Insight into this question is very nicely captured in a new paper by Andrew Dillon, Jed Friedman and Pieter Serneels. Before getting to some of what makes this paper neat, a little background is in order. Dillon and co. are studying the effects of malaria treatment on workers on a Nigerian sugar cane plantation. Workers on this plantation can choose between two tasks: cutting cane and scrabbling (which is collecting the cut cane and packing it for transport). Cutting cane is paid by the amount of sugarcane you cut, and hence gives a really nice measure of productivity. Productivity in scrabbling is harder to observe, so this gets a fixed daily wage -- and a daily wage that is significantly less than the average one would get cutting cane. These workers are randomly (over time) exposed to a testing and treatment program, where those who are found to have clinical levels of malaria get Artemisinin based Combination Therapy (ACT). With this set up, Dillon and co. can unpack what happens when you visit the doctor. There are two big headline results from this paper:
First, workers who test positive respond to treatment both in terms of improved health (which we knew from the medical literature) and in terms of increased labor supply (which we didn't). This leads to an increase in earnings of about 10 percent.

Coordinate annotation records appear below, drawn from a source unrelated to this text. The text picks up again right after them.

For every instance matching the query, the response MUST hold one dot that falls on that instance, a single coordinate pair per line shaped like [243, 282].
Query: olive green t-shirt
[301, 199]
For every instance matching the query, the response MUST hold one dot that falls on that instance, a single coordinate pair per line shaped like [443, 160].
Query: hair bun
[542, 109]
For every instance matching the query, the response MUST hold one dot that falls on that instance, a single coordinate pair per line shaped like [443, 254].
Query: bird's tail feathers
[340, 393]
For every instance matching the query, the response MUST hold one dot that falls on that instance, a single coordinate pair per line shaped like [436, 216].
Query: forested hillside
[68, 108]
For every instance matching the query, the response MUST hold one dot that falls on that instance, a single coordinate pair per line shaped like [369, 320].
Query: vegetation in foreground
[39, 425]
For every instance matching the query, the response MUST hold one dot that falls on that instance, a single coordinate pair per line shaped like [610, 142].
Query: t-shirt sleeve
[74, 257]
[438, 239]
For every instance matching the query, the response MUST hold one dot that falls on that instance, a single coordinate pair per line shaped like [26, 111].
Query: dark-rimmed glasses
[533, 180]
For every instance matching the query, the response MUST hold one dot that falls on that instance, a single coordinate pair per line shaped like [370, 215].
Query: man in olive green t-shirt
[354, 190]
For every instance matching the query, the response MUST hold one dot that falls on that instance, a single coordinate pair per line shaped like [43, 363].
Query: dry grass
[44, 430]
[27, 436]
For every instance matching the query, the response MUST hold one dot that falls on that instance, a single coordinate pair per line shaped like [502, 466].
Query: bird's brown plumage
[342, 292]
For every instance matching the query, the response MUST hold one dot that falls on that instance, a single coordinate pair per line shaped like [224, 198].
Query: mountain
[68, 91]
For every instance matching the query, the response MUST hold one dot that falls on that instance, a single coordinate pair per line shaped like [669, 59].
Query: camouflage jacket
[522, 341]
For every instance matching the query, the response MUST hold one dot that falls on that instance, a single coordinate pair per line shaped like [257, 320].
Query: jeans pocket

Second, workers who test negative (i.e. do not have clinical malaria) also have higher earnings after being tested, with a lot of this effect being driven by a switch from the lower wage scrabbling to the higher wage (but more physically demanding) cane cutting work. Interestingly, this result seems to be concentrated among workers who were surprised by the negative result.
This second result is important because it shows us the productive impacts of simply providing health information. A really nice paper by Boozer and Philipson in 2000 lays out some of the theory on this (including priors) and then looks at the impacts of getting information on HIV status on sexual behavior. And all of the published literature in this vein since then (to my knowledge) has similarly focused on sexual behavior. With Dillon and co. we get some insight into how this information can shift work responses.

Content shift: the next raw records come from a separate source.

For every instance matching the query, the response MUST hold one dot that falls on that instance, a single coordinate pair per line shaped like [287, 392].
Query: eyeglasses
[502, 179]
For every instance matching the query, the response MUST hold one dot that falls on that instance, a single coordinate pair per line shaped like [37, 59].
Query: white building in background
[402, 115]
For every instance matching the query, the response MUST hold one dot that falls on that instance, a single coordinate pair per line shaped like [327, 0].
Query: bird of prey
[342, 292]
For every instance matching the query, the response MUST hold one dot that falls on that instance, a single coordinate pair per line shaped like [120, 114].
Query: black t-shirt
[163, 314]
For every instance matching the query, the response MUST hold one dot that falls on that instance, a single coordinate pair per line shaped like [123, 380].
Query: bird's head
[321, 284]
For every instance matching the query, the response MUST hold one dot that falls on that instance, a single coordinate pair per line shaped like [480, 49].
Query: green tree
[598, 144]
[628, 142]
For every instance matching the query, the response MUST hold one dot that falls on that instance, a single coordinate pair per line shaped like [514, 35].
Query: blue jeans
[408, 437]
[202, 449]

So that is what’s neat on the level of the results. The way they get to them is also helpful for thinking about how we might do more of this kind of analysis in the future (especially with medically proven interventions).
Dillon and co's identification comes from the fact that the testing and treatment was rolled out randomly across and within eight different work groups (nb: all workers are ultimately offered the test and (possibly) treatment, the only random component is the timing). This lets them look at a number of things. First, to look at the combined impact of testing on both the positive and negative individuals, they compare those who get testing at some point in time with those who get it later (the fact that the treatment takes awhile to kick in helps them here) -- this is the intent to treat estimate. Second, to look at the effect on those who have malaria, they look at those who test positive (and are treated) and compare them with people who test positive later (but don't get treated at the same time due to their random test date). Here, they are helped out by the fact that malaria outbreaks last 14-17 days. This approach gives them an estimate of the effect of treatment on the treated. Finally, to get the result on those who test negative, they compare those who test negative now with those who test negative later (they call this group the TmUT - the treatment on the medically untreated).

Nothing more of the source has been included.